For business professionals and executives deploying LLMs, this research underscores key considerations in fine-tuning, which can enhance performance in specific domains, while it may compromise general reasoning capabilities and explanation faithfulness. This trade-off is particularly important in high-stakes decision-making scenarios, where the ability to provide accurate and trustworthy reasoning is crucial. Industries such as healthcare, finance, and legal services, which require both specialized knowledge and robust reasoning, may need to carefully balance the benefits of fine-tuning against the potential degradation of general reasoning abilities.

Endnotes

Faithfulness, in this context, refers to the extent to which the CoT reasoning steps directly contribute to the final answer, rather than being added after the fact or unrelated.
QLoRA (Quantized Low-Rank Adapters) is a technique for fine-tuning LLMs that leverages a frozen, 4-bit quantized version of the pre-trained model. It trains small, low-rank adapters to efficiently adapt the model to new tasks, minimizing memory consumption. In simpler terms, QLoRA is a way to teach a big AI model new tasks by using a smaller, simplified version and adding “helper modules” for the new learning. This approach adapts the model efficiently while preserving its original abilities and saving resources.

References

[1] Elita Lobo, Chirag Agarwal, and Himabindu Lakkaraju, “On the Impact of Fine-Tuning on Chain-of-Thought Reasoning,” arXiv:2411.15382 (November 22, 2024): 1-15, 2.

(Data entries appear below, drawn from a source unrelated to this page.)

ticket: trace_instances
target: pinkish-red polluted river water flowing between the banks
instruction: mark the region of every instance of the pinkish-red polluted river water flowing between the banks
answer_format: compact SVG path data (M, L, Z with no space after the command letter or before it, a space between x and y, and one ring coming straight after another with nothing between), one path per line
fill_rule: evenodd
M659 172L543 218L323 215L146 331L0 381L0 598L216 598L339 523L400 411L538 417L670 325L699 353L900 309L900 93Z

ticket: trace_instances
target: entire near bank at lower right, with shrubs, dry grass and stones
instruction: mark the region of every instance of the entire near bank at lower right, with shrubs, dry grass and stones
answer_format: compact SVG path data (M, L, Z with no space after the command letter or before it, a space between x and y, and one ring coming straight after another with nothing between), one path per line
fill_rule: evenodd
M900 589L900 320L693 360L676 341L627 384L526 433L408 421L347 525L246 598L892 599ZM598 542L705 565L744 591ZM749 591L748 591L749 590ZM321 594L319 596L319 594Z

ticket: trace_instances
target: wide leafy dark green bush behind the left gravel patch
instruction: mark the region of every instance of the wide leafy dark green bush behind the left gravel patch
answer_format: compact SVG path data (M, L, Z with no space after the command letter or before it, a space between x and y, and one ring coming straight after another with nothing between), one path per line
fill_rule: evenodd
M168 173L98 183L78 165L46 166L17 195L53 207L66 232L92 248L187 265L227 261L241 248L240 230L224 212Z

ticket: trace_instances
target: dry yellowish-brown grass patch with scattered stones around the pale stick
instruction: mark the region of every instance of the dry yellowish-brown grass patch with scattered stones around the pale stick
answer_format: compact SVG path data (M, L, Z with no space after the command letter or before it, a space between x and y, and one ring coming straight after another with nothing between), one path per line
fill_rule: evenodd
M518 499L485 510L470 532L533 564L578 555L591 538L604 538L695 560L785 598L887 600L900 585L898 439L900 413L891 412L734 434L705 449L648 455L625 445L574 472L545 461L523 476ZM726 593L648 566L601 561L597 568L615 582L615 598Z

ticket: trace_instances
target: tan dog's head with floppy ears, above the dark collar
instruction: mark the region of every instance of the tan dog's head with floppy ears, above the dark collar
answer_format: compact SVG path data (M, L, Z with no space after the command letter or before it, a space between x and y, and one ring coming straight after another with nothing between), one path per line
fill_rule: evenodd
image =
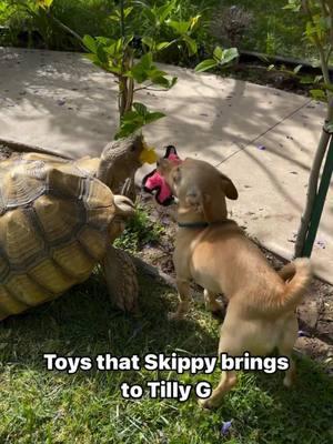
M225 198L238 199L232 181L210 163L185 159L175 165L168 159L158 161L158 170L179 200L179 215L188 221L226 219Z

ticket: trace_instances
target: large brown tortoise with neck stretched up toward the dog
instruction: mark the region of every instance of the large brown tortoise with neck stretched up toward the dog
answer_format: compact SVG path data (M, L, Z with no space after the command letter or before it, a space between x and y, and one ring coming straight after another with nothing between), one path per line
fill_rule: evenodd
M0 161L0 320L53 300L100 263L108 291L134 310L130 256L112 246L133 202L119 192L147 145L141 134L108 144L101 158L14 153Z

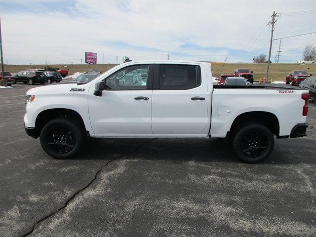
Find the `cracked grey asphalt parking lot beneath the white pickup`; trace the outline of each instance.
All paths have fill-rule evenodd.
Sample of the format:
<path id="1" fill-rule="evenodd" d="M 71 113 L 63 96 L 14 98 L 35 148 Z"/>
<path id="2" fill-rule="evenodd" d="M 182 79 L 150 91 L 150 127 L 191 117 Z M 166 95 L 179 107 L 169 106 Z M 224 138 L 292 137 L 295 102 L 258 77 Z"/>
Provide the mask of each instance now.
<path id="1" fill-rule="evenodd" d="M 216 138 L 90 139 L 62 160 L 24 131 L 34 86 L 0 89 L 1 237 L 316 236 L 314 103 L 308 136 L 258 164 Z"/>

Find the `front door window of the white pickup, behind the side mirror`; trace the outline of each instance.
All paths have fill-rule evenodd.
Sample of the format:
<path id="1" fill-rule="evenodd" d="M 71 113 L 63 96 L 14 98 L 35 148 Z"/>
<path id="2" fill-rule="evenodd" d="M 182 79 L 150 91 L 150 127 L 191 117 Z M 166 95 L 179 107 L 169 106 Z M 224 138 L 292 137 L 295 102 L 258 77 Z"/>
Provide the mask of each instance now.
<path id="1" fill-rule="evenodd" d="M 107 90 L 146 90 L 149 65 L 129 66 L 106 78 Z"/>

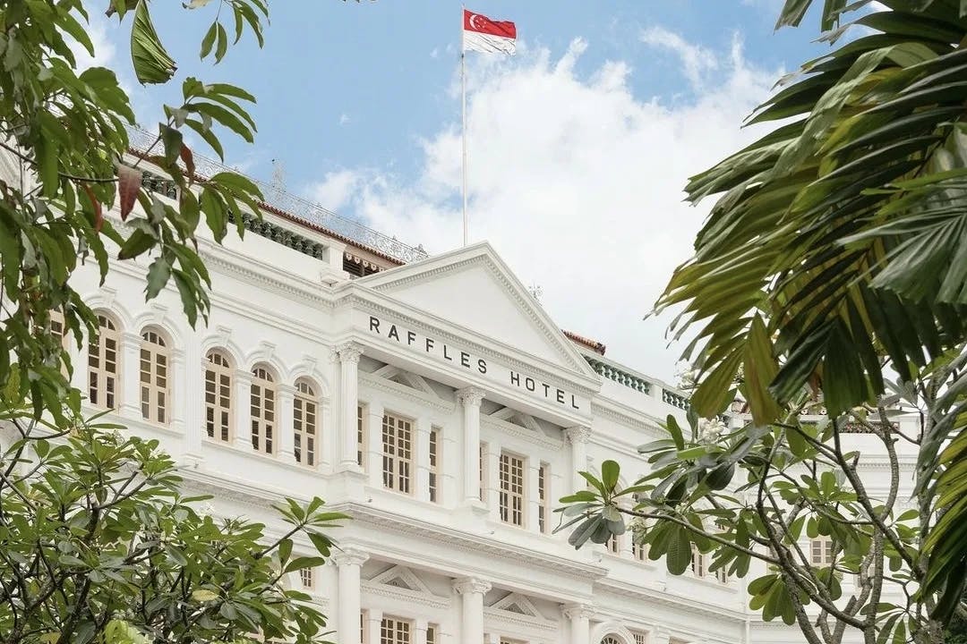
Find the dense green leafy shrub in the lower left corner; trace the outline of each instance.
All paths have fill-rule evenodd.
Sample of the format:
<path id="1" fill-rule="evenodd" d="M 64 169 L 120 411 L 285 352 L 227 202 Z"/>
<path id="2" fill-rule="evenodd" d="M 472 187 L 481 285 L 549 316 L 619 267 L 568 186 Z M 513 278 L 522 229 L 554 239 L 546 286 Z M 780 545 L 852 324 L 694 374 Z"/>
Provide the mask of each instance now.
<path id="1" fill-rule="evenodd" d="M 278 512 L 291 528 L 199 510 L 183 496 L 157 441 L 73 418 L 60 437 L 4 414 L 19 434 L 0 458 L 0 632 L 6 641 L 174 644 L 268 639 L 314 642 L 326 622 L 286 574 L 320 566 L 333 546 L 321 530 L 344 518 L 320 499 Z M 291 556 L 293 540 L 319 555 Z"/>

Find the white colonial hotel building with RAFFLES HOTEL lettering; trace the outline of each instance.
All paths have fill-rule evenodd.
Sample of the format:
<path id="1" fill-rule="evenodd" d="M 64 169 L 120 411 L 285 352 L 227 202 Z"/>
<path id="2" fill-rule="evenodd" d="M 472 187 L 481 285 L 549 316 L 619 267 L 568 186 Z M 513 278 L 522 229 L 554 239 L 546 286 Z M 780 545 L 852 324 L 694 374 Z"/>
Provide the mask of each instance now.
<path id="1" fill-rule="evenodd" d="M 144 302 L 147 262 L 115 264 L 103 287 L 79 271 L 102 334 L 74 384 L 161 439 L 220 513 L 270 534 L 282 495 L 350 515 L 331 564 L 290 580 L 337 642 L 802 641 L 700 557 L 672 576 L 628 536 L 575 551 L 552 534 L 577 469 L 645 471 L 635 447 L 684 415 L 680 392 L 562 332 L 485 242 L 420 259 L 327 221 L 269 209 L 244 240 L 204 243 L 207 328 L 173 289 Z"/>

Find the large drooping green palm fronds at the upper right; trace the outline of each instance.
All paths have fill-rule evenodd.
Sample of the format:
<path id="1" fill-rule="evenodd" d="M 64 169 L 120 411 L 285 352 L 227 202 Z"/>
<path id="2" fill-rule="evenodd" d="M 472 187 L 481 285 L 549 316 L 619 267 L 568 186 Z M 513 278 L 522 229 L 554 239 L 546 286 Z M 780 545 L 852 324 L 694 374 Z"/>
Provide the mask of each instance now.
<path id="1" fill-rule="evenodd" d="M 778 25 L 812 4 L 787 0 Z M 923 584 L 946 589 L 947 619 L 967 571 L 967 12 L 866 4 L 827 0 L 823 40 L 856 38 L 783 79 L 749 120 L 776 129 L 690 180 L 692 202 L 720 196 L 659 308 L 702 325 L 686 352 L 703 416 L 728 404 L 740 367 L 758 425 L 804 386 L 838 416 L 874 405 L 885 373 L 913 383 L 944 370 L 918 493 L 940 517 Z"/>

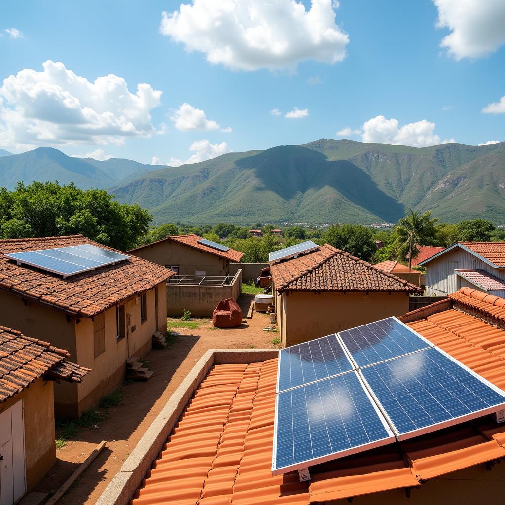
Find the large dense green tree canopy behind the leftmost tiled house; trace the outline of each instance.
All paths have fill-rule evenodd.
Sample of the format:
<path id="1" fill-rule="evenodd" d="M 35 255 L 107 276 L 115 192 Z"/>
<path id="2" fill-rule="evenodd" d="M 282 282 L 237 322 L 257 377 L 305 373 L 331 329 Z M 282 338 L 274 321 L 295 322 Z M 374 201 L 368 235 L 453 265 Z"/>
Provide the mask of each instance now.
<path id="1" fill-rule="evenodd" d="M 153 217 L 138 205 L 120 204 L 106 190 L 73 183 L 18 183 L 0 189 L 0 237 L 48 237 L 82 233 L 87 238 L 130 249 L 141 243 Z"/>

[2] Lobo, Agarwal, and Lakkaraju, “On the Impact of Fine-Tuning on Chain-of-Thought Reasoning,” 2.

[3] Lobo, Agarwal, and Lakkaraju, “On the Impact of Fine-Tuning on Chain-of-Thought Reasoning,” 4-6.

Meet the Authors

Elita Lobo is a third-year PhD student in Computer Science at the University of Massachusetts Amherst, advised by Dr. Yair Zick. Her research focuses on Trustworthy Reinforcement Learning (RL) and Machine Learning, with a particular emphasis on developing practical, fair, and robust algorithms. Before starting her PhD, she completed a master’s degree in Computer Science at UMass Amherst in 2020, during which she had the privilege of working with external collaborators, Dr. Marek Petrik and Dr. Hima Lakkaraju.

Chirag Agarwal is an Assistant Professor of Data Science at the University of Virginia and leads the Aikyam lab, which focuses on developing trustworthy machine learning frameworks that go beyond training models for specific downstream tasks and satisfy trustworthy properties, such as explainability, fairness, and robustness. Before joining UVA, he was a postdoctoral research fellow at Harvard University and completed his PhD at the University of Illinois at Chicago in electrical and computer engineering and bachelor’s degree in electronics and communication.

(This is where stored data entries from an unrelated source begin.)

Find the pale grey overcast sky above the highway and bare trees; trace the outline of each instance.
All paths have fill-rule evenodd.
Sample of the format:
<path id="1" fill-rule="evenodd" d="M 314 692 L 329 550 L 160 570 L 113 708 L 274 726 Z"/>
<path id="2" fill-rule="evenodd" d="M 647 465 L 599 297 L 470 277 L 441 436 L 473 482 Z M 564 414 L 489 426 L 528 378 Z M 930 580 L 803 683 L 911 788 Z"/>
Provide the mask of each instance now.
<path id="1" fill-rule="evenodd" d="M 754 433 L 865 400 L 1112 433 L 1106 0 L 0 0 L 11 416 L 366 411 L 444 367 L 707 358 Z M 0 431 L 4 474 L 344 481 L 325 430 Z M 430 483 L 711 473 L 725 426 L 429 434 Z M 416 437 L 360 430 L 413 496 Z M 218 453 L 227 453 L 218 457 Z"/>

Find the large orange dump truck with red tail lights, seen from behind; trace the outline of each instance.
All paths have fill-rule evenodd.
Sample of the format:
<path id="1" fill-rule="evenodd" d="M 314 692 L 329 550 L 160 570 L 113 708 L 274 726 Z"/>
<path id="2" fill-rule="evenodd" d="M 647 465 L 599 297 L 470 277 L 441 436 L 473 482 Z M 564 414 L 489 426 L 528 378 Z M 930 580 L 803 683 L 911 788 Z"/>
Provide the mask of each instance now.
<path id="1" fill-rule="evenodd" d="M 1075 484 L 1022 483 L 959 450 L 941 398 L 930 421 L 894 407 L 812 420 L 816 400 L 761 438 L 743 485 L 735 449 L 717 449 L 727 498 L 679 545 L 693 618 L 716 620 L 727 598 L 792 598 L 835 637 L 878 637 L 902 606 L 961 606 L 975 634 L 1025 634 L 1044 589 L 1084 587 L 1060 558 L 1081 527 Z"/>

Himabindu Lakkaraju is an Assistant Professor of Business Administration at Harvard Business School. She is also a faculty affiliate in the Department of Computer Science at Harvard University, the Harvard Data Science Initiative, the Center for Research on Computation and Society, and the LISH. She teaches the first-year course on Technology and Operations Management, and has previously offered multiple courses and guest lectures on a diverse set of topics pertaining to artificial intelligence and machine learning, and their real-world implications.